# Food coloring? Need help!



## Jkarowski12 (Jun 12, 2016)

hey guys, sorry to bother yall with what could be a dumb question, but i need some help! I was tasked with making 2 batches of wine for my friends wedding reception. They wanted me to make a them a sweet blush and a red wine. I made both wines using wine experts juice kits. I made the blush and it tastes great. I just did the final racking step of the red wine and it looks exactly like the blush. It taste nice and dry though. It just is not as dark as I was wanting it to be. Is there anything that I can do to darken the wine without compromising the whole batch? I've considered either blending it with a couple bottles of outside dark red wine or possibly adding some kind of coloring agent. 
Have any of yall done this before? I would just experiment and try half and half and see which one turns out best but this wine is for my friends wedding and i would not have time to do another batch if it does not turn out that good.
Thanks for taking the time to read this and thank you for your suggestions!


----------



## Julie (Jun 12, 2016)

Welcome to WineMakingTalk. And no question is dumb. I think I would add a couple bottles of a deep red wine. I never added food coloring so I really can't comment on that.


----------



## Runningwolf (Jun 13, 2016)

Do not add food coloring. As Julie said blend in a few other bottles or use grape skin extract.


----------



## FTC Wines (Jun 13, 2016)

I added red Food coloring once to my strawberry skeeter pee, a DISASTER! As others said use a dark red wine. On the bright side it will add a few bottles for the wedding. Roy


----------



## salcoco (Jun 13, 2016)

dried grape skins available at your local supply store will render the wine darker. do some bench trials first to reach the level you desire. grape skins will dissolve in the wine.


----------



## wineforfun (Jun 13, 2016)

I have to first ask, why change the color? If it tastes well, I would be hesitant to mess with it.
What type of wine is it? Did the kit have skins included?


----------



## heatherd (Jun 13, 2016)

Jkarowski12 said:


> hey guys, sorry to bother yall with what could be a dumb question, but i need some help! I was tasked with making 2 batches of wine for my friends wedding reception. They wanted me to make a them a sweet blush and a red wine. I made both wines using wine experts juice kits. I made the blush and it tastes great. I just did the final racking step of the red wine and it looks exactly like the blush. It taste nice and dry though. It just is not as dark as I was wanting it to be. Is there anything that I can do to darken the wine without compromising the whole batch? I've considered either blending it with a couple bottles of outside dark red wine or possibly adding some kind of coloring agent.
> Have any of yall done this before? I would just experiment and try half and half and see which one turns out best but this wine is for my friends wedding and i would not have time to do another batch if it does not turn out that good.
> Thanks for taking the time to read this and thank you for your suggestions!

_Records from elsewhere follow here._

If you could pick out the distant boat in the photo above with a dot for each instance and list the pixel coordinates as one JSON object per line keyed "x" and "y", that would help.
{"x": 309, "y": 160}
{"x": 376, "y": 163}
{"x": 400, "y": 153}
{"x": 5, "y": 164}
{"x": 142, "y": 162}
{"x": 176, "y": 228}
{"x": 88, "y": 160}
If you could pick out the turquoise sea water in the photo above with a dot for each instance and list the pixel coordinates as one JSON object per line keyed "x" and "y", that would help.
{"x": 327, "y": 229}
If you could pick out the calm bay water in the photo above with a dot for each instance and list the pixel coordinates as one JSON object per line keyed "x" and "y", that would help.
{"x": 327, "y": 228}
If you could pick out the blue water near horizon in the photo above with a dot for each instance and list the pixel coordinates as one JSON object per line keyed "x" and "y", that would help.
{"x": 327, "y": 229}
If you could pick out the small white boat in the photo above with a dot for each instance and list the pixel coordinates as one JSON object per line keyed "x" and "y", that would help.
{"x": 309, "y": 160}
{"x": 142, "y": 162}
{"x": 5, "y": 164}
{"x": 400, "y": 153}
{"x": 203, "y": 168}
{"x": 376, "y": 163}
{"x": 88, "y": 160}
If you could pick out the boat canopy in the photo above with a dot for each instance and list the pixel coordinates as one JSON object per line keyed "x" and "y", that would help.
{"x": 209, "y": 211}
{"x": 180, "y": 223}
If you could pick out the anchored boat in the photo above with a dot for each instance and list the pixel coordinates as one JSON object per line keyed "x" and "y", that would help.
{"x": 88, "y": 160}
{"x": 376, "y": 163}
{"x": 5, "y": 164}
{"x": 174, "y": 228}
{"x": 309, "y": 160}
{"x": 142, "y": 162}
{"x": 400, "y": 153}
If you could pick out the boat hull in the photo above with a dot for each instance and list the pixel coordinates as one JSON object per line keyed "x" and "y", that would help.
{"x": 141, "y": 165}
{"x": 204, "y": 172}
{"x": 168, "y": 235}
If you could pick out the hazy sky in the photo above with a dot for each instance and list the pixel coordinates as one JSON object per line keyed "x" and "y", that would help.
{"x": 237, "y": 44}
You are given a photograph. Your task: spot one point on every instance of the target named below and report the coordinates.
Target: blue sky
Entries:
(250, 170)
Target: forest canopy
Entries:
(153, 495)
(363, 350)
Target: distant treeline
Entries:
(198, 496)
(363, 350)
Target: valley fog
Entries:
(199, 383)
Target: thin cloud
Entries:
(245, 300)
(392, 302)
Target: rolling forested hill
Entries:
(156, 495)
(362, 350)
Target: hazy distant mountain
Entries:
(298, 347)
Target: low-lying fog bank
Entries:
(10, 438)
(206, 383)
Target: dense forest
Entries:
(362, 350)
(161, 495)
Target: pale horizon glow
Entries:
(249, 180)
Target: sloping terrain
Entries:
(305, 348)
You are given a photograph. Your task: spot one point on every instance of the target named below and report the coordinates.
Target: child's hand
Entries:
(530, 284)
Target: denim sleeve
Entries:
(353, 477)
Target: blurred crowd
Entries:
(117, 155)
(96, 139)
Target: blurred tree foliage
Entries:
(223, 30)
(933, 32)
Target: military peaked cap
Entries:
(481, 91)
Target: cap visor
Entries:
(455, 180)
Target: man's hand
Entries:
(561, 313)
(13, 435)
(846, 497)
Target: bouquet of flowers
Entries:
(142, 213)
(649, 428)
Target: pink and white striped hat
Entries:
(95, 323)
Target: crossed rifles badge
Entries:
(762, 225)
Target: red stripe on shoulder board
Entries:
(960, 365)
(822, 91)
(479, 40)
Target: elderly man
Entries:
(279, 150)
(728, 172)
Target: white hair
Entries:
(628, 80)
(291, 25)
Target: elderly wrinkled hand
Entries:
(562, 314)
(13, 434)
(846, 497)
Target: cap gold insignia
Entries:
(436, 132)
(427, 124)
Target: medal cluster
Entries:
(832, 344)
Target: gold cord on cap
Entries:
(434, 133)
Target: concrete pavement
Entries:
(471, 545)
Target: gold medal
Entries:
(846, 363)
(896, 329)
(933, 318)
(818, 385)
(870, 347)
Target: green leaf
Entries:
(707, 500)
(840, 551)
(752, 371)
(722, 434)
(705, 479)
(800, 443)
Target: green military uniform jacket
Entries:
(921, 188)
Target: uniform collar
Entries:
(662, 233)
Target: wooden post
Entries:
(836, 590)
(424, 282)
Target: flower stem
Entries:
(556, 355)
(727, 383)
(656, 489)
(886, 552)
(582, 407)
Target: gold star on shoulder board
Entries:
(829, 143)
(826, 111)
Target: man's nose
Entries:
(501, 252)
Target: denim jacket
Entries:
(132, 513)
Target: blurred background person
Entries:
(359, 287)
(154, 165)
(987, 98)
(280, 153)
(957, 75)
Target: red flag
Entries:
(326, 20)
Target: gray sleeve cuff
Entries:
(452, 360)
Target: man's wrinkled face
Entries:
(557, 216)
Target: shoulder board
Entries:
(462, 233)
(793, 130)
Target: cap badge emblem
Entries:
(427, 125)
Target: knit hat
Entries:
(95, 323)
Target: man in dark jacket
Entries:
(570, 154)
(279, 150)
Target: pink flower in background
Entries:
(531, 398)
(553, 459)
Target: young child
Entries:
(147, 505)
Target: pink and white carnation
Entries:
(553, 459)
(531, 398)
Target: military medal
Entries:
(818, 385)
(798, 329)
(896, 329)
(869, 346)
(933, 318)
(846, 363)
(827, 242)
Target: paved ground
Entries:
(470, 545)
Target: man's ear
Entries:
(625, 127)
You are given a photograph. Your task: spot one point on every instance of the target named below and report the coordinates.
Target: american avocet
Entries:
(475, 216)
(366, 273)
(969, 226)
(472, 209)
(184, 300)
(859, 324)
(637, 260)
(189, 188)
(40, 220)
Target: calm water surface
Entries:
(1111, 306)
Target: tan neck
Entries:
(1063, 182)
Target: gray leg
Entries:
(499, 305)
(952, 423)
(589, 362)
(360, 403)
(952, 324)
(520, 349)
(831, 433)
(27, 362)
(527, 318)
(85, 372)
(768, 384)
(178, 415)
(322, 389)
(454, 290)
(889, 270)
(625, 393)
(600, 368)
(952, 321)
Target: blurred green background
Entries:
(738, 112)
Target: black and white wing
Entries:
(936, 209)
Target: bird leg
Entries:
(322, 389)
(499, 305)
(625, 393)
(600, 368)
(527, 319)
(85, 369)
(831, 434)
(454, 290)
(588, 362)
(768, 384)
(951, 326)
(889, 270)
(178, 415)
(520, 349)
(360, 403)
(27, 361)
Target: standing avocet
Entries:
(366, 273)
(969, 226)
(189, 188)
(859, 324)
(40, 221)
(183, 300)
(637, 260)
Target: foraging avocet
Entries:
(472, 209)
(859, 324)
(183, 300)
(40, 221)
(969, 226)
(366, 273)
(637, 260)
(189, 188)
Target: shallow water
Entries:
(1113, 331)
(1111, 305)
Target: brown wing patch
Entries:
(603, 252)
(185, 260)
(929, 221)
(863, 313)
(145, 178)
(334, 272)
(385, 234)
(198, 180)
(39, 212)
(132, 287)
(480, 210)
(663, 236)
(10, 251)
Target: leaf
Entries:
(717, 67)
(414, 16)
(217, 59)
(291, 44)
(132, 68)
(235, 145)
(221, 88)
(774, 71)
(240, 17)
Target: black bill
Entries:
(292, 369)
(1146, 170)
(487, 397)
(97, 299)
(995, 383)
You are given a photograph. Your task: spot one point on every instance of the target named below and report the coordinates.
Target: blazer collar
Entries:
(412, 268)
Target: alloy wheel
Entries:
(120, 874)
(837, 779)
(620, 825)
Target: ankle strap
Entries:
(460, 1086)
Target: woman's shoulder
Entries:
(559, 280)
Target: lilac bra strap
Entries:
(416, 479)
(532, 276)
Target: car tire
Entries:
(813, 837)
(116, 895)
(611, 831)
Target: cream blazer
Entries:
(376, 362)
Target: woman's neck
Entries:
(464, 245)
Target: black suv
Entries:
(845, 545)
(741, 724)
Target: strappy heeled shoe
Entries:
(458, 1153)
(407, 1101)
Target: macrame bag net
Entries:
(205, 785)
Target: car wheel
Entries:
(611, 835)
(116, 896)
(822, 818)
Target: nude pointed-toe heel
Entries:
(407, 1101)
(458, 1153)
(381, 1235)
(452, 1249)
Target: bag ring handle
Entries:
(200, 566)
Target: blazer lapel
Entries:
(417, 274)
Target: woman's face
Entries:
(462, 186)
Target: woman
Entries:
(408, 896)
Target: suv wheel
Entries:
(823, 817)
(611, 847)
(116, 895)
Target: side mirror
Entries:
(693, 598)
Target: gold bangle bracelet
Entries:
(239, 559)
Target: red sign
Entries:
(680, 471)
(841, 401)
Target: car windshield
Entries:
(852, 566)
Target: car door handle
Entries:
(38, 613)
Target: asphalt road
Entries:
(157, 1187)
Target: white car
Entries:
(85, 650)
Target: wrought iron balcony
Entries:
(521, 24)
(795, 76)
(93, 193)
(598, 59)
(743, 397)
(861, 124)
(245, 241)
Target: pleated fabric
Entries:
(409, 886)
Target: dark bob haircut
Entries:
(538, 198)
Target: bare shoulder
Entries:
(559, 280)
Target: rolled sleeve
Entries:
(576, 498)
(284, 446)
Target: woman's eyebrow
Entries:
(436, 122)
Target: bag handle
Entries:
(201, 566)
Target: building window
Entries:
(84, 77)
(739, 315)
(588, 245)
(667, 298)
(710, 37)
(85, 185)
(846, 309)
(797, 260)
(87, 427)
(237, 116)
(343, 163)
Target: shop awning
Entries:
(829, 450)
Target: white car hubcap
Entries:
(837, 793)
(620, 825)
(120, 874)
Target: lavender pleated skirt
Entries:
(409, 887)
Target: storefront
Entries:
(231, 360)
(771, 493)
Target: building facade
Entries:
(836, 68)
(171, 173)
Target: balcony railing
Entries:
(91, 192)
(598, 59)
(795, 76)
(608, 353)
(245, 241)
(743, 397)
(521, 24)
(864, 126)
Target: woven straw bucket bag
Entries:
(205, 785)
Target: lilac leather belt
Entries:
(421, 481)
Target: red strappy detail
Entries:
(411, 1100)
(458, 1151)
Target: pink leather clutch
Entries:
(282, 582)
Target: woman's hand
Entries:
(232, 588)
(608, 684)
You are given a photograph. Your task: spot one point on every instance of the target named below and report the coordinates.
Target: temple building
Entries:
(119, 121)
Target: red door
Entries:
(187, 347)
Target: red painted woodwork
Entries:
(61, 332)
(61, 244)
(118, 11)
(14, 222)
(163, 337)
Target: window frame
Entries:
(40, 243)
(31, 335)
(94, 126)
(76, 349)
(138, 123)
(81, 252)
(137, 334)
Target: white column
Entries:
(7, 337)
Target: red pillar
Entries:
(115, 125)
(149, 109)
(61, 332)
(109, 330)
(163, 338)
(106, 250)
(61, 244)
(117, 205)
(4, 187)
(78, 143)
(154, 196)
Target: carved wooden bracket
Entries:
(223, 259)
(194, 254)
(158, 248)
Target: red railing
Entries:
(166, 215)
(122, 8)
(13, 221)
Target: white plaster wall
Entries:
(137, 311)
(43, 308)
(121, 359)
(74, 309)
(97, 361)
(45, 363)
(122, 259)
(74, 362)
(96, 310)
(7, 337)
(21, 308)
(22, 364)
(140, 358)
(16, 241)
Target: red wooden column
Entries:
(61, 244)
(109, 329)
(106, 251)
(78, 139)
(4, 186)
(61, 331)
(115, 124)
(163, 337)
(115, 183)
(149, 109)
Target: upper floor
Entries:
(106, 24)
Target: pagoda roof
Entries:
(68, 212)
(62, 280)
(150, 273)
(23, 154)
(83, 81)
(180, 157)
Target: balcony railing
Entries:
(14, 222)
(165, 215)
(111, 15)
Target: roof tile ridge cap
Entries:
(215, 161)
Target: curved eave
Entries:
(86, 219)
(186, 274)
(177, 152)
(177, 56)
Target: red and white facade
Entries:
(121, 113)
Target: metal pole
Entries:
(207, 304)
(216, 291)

What kind of wine is the red? I think I would get a commercial wine of the same varietal and mix them together to see if that helps.

Another thing you can do is rehydrate dried elderberries (soak them in water) and add that to your wine. They make an inky red water. You'll be adding the flavor of the elderberries, though, which may or may not be what you want. I have had added them to wine before and liked the flavor.

I would not add food coloring.


----------



## Rocky (Jun 14, 2016)

You state that the red wine is "nice and dry though." Is it more dry than you would like it to be? *Disclaimer here:* I like to experiment so I would get a good quality pure grape juice and make a reduction (i.e. simmer out most of the water) and add this to the wine. This would certainly give you more color and it would sweeten the wine somewhat. As always, I recommend bench trials before going all out.


----------



## Noontime (Jun 14, 2016)

There are products specifically designed for this like Mega Purple and Ultra Red, but I don't know if they are available for sale to consumers or what possible negative affects they may have. Just throwing it out there. 

As Wineforfun said, you're probably better off not messing with it if it tastes good. Everyone is there for the wedding and not the wine; if it tastes good I doubt anyone is going to say "the wedding was wonderful, but the wine looked a little thin"  That being said, I do understand you wanting to provide the best wine possible.


----------



## ffemt128 (Jun 17, 2016)

Runningwolf said:


> Do not add food coloring. As Julie said blend in a few other bottles or use grape skin extract.


 

As Dan suggested, I would go with a grape skin extract, PIWINE.COM carries them.


----------



## Turock (Jun 20, 2016)

I agree with Dan,too. Grape skin extract does a great job for color and it has no flavor.


----------



## Spikedlemon (Jun 20, 2016)

Here's what I was thinking when I read food coloring in wine:

http://time.com/4373428/blue-wine/


----------